If this counts as 'self-plagiarism' and is unacceptable then it follows that it impossible to publish more than a few reviews on the same subject in your career. If you want to publish more than that, in your figures, do you flip things left to right? Rotate things a few degrees? Use a different font? What's the point of any of that? Why is it necessary to re-invent the wheel?
Mike  (Tue May 01 20:55:55 EDT 2012)
Tempest in a tea-pot. I doubt that anyone with an actual scientific career (blogging or editing journals is not a scientific career) cares about this one.

Also, these coments about age are completely off mark -- Breslow is more capable at 81 than some of these commenters were at the peaks of their careers. Also, I doubt he uses any federal funds -- ever heard of royalties? No? I guess not.
CisT (Tue May 01 21:37:49 EDT 2012)
My parents are in their 80s and they repeat themselves a lot.
Friendly Fire (Fri May 11 12:22:54 EDT 2012)
If they write articles in journals, your comment might be anything but rude and inappropriaie.
Am I Lloyd (Tue May 08 09:59:49 EDT 2012)
Breslow should make a comment akin to Reagan: "I will not make age an issue in this campaign. I will not exploit for personal or political purposes, my opponents' youth and inexperience".

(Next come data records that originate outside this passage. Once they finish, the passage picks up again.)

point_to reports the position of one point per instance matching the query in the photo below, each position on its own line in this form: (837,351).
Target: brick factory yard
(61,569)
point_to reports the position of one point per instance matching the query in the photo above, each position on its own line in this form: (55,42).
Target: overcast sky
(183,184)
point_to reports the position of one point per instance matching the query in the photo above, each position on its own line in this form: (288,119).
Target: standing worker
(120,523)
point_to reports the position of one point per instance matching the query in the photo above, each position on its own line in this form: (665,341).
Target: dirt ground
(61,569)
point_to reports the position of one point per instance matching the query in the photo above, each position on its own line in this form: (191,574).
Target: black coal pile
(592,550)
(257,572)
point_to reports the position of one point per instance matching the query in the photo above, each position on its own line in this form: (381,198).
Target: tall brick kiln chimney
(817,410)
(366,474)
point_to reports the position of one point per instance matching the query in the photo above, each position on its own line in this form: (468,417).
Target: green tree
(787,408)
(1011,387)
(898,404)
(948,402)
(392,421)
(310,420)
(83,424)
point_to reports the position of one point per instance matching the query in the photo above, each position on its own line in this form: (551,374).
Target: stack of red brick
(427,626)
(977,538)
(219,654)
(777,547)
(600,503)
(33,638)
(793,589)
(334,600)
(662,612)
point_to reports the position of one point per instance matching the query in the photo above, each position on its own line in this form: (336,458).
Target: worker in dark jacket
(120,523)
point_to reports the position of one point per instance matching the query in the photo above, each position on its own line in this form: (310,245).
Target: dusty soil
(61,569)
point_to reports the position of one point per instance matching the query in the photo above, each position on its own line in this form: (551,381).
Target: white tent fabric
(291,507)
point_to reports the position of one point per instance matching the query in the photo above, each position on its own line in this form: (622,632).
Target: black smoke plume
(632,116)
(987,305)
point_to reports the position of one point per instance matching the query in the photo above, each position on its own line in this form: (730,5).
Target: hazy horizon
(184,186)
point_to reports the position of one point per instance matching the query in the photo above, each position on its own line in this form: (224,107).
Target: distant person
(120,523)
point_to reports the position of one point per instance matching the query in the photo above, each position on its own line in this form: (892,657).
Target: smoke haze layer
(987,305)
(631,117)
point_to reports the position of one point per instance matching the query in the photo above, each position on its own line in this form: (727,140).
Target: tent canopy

Seriously, this whole issue of self-plagiarism is being blown out of proportion. Far more important is the science in the papers. For instance, has anyone demonstrated the generation of enantiomeric excess via circularly polarized light?
Keyu (Tue May 22 05:58:56 EDT 2012)
To me,the result of that is unbelievable!Self-plagiarism is difficult to dealt for he didn't use the same words and graphs in the two papers.
Peter Pape (Mon May 28 05:23:45 EDT 2012)
The concern about Ron Breslow would be humorous if so many people wouldn't be taking it so seriously. What did Breslow do that is so wrong? He didn't steal anyone else's work. He responded to an editor's request for a paper on a technical subject of which he is the expert and developed the theories. He tried to change the verbiage and figures so that the new paper was not identical to prior publications. I feel that Professor Breslow is acting very ethically and is being persecuted by persons who are jealous of his fame and his career. As long as he references the information in his previous related papers, he has done no wrong.

Also, the comments about his age, about repetitiveness of elderly people, about 'his better days are past him' are ridiculous. Individuals are individuals. Someone at age 81 can be as sharp as a tack; others may be forgetful and repetitive. The same goes for someone at age 50;if that person doesn't keep up with current technology in his field, the 50 year old, too, can become obsolete.

Let's drop the persecution of Professor Ronald Breslow and use our energy for something productive!
Morris Slutsky (Wed Jun 13 08:27:17 EDT 2012)
This seems a bit unfair. "Self-plagiarism" in a primary research publication would be apparent as someone trying to publish the same data twice, for example. But a review article is inherently a statement of opinion - is it at all fair to expect an author to have a different opinion with every article that they publish?
Jim Demers (Thu Jun 28 09:10:41 EDT 2012)
An invitation to "write" an article rather implies that you're expected to, you know, WRITE it. The standards for a "Perspective" might be a bit more relaxed, but the wholesale cutting and pasting of paragraphs, as even Breslow admits, is a step over the line. With hindsight, this whole kerfuffle could easily have been avoided by explcitly stating that "portions of this article were previously published" in Tet. Lett. and Israel J. Chem. I'm sure someone of Breslow's stature could have obtained the needed permissions, if JACS felt the need to dot every i and cross every t. (If permission were refused, that's a pretty clear signal to pick up the pen.)

From the tone of some of the comments (here and elsewhere), there would still be sniping and griping from the cranks (eminent scientists get a free pass to recycle and republish, yadda yadda), but at least we might be spared the "P word". Personally, I have no problem with giving an interesting article wider distribution via a major journal -- and in that, at least, you have to admit: Breslow succeeded wildly.

Now let's talk about those enantiosaurs.